Through him, the film has some interesting things to say about race in America. Given that “Black Panther” has a double meaning in that context the political message doesn’t need to be in-your-face. It’s just there, part of the texture of the thing, although Killmonger has a line in the final act which is a more overt f-you aimed at the racists who will probably never see it.
Marvel movies struggle to portray compelling villains (Loki being the notable exception). Not here. Killmoger is that rare thing: a truly villainous villain who is nonetheless sympathetic. And whose cause many people watching this film will share.

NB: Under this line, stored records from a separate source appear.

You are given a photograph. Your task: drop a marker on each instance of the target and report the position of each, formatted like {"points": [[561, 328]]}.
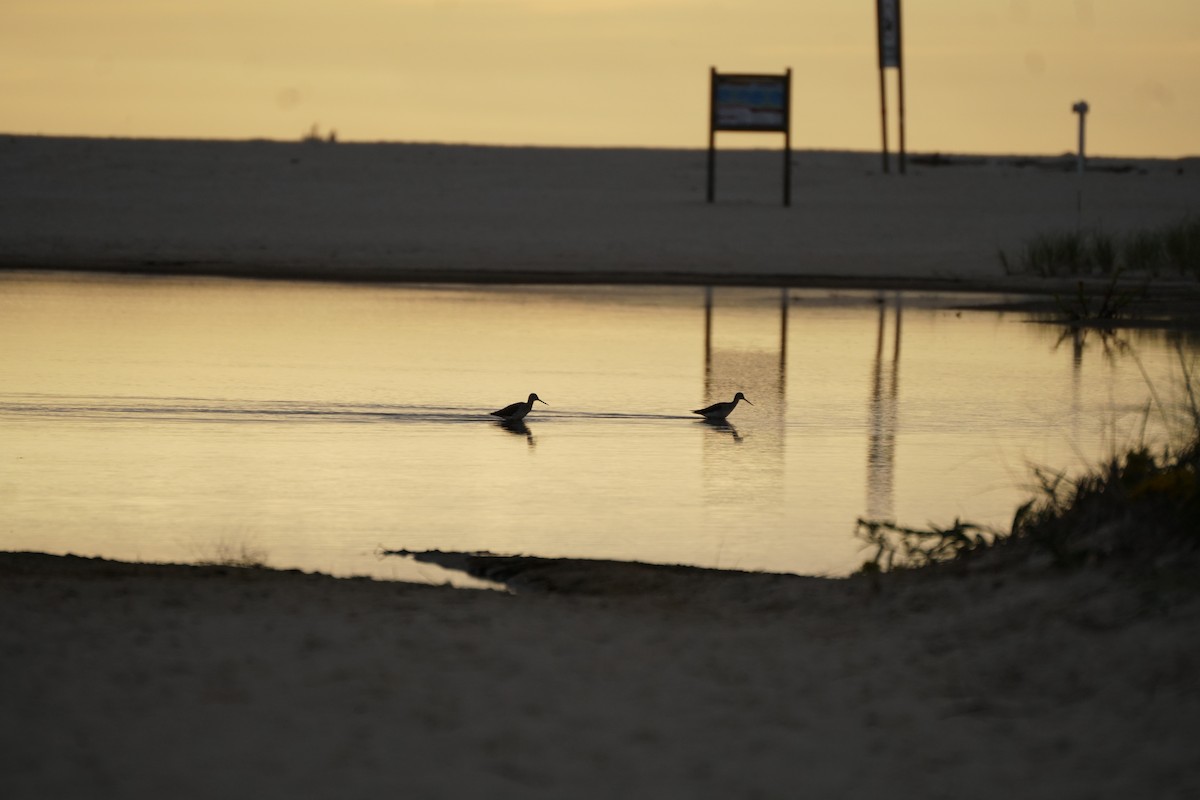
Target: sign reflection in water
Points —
{"points": [[169, 419]]}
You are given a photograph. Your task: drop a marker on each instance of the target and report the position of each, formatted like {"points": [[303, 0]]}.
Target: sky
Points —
{"points": [[981, 76]]}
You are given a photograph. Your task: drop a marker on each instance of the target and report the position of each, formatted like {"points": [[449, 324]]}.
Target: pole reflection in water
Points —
{"points": [[882, 419]]}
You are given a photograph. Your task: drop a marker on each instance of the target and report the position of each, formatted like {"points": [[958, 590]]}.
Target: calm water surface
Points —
{"points": [[316, 425]]}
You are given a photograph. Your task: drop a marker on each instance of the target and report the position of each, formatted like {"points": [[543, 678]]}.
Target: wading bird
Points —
{"points": [[517, 410], [720, 410]]}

Early on he is presented as a run-of-the-mill antagonist, but as we come to know him we understand. We get it.
And that runs through all the characters. Everyone is well written, everyone has their moment, has agency and their own fully realised motivation. No one is there just to prop up the hero or provide eye-candy (although the film is eye-candy all the way). Even the dead have their moment.
The cast, as I said above, is pretty awesome. There is so much talent here I don’t even know where to start. Chadwick Boseman has great presence and charisma and he plays beautifully opposite Michael B Jordan who is equally compelling, if rougher-edged, on screen. The women are secondary but very much NOT background. It’s wonderful to see Lupita Nyong’o in a role worthy of her talent, and Leticia Wright as Shuri has so much energy…I’m running out of words.
It’s not perfect. Though it largely avoids the superhero-trap of having too much kapow-blam-smash at the end (yes, there is a battle but it’s remarkably character-focussed), I did find myself wondering if they’d slipped in a reel of Lord of the Rings at one point, and there were a few other moments that didn’t quite work for me. But overall, it’s a triumph and certainly among Marvel’s best.
I was prepared to dislike the music, and I should qualify that by saying that music in general isn’t my thing. I don’t know hip-hop from hopscotch. But I grew up in the 80’s with a certain style of music which I associated with black artists – and I really disliked it. But even the music in this film won me over.
Oh, and make sure you stay right to the end of the credits. It’s worth it.